I was studying polynomial rings over commutative rings from the book Topics in Algebra by I.N Herstein.
From there what I understood was, that:
If $R$ be a commutative ring with a unit element then $R[x]$ is defined to be the set of all symbols $a_nx^n+a_{n-1}x^{n-1}+\cdots+a_0$ where, $a_0,a_1,...,a_n\in R$ and $x$ is called an indeterminate.
However, I have a doubt regarding, what is meant by the word "indeterminate". It seems to me that in those set of symbols that are present in $R[x]$ of the form mentioned in the above lines, the symbol $x$ can be any element in the set $R.$ I think it's the same way we worked with polymials over the set of real numbers in early courses, i.e, a polynomial in $\Bbb R$ is defined as the set of all symbols or precisely set of mappings $f$ from $\Bbb R$ into itself such that $f(x)=a_nx^n+a_{n-1}x^{n-1}+\cdots+a_0$ where, $a_0,a_1,...,a_n\in \Bbb R$ and $x$ is just a "variable" that can take any value in the domain of $f$ which is $\Bbb R$ in this case.

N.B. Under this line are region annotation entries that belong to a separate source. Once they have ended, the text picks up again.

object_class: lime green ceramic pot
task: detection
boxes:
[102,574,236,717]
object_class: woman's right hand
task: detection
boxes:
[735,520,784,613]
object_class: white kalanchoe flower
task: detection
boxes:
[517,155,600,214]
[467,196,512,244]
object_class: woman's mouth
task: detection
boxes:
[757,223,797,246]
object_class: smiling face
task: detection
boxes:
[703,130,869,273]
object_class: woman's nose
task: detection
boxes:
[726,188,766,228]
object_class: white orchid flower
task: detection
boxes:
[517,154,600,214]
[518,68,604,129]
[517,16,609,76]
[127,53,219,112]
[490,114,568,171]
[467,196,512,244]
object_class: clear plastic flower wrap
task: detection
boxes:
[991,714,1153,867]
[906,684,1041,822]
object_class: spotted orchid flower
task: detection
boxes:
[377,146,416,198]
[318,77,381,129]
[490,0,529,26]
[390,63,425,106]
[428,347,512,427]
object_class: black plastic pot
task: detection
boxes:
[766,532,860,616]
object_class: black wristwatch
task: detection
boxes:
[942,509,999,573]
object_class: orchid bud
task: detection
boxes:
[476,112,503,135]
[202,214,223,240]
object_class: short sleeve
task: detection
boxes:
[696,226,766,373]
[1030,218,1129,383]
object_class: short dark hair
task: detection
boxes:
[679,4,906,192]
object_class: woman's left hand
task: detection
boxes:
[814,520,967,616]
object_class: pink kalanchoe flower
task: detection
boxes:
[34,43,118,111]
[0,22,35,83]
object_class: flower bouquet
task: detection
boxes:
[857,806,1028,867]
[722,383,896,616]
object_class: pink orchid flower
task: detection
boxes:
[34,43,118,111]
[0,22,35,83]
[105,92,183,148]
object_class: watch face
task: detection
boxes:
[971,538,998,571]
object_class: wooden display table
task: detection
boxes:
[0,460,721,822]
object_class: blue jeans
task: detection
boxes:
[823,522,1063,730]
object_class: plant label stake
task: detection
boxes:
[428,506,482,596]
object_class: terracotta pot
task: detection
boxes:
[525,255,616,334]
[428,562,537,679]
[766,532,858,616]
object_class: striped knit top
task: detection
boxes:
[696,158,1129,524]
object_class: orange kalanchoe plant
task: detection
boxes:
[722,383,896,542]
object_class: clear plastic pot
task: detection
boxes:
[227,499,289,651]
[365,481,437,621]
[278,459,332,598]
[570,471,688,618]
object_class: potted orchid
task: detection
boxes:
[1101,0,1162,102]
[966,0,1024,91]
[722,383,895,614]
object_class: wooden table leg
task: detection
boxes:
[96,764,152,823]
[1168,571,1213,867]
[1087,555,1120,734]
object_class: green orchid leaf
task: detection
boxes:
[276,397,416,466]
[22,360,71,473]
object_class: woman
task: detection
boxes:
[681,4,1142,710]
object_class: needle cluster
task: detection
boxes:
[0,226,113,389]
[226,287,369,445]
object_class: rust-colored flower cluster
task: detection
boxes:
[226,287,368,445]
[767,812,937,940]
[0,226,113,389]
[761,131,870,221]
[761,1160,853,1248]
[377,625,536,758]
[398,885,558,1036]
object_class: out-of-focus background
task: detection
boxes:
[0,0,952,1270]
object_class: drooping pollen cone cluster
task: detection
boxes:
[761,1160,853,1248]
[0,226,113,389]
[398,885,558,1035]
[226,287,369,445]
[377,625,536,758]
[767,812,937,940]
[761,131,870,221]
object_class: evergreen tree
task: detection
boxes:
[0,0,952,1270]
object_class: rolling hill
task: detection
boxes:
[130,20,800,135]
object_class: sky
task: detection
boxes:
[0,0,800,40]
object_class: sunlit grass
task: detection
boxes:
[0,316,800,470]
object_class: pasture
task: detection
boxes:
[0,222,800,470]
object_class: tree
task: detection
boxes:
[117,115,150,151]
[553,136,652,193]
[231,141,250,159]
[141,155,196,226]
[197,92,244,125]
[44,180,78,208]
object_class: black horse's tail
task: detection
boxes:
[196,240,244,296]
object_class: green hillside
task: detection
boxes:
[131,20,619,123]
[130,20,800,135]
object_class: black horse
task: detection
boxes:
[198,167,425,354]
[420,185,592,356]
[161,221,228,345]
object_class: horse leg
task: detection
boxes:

(All is clear up until now, atleast to me. If I understood something wrong please do point it out.)
Now, the thing that creates the confusion is, the book goes on to define polynomials as follows:
We now define the ring of polynomials in the n-variables $x_1,\cdots,x_n$ over $R,$ $R[x_1,\cdots,x_n],$ as follows:
Let $R_1 = R[x_1], R_2 = R_1 [x_2 ],$ the polynomial ring in $x_2$ over $R_1,\cdots, R_n = R_{n-1}[x_n].$ $R_n$ is called the ring of polynomials in $x_1,\cdots,x_n$ over $R.$ Its elements are of the form $\sum a_{i_1i_2i_3\cdots i_n}x_1^{i_1}x_2^{i_2}\cdots x_n^{i_n}$ where equality and addition are defined coefficientwise and where multiplication is defined by use of the distributive law and the rule of exponents ...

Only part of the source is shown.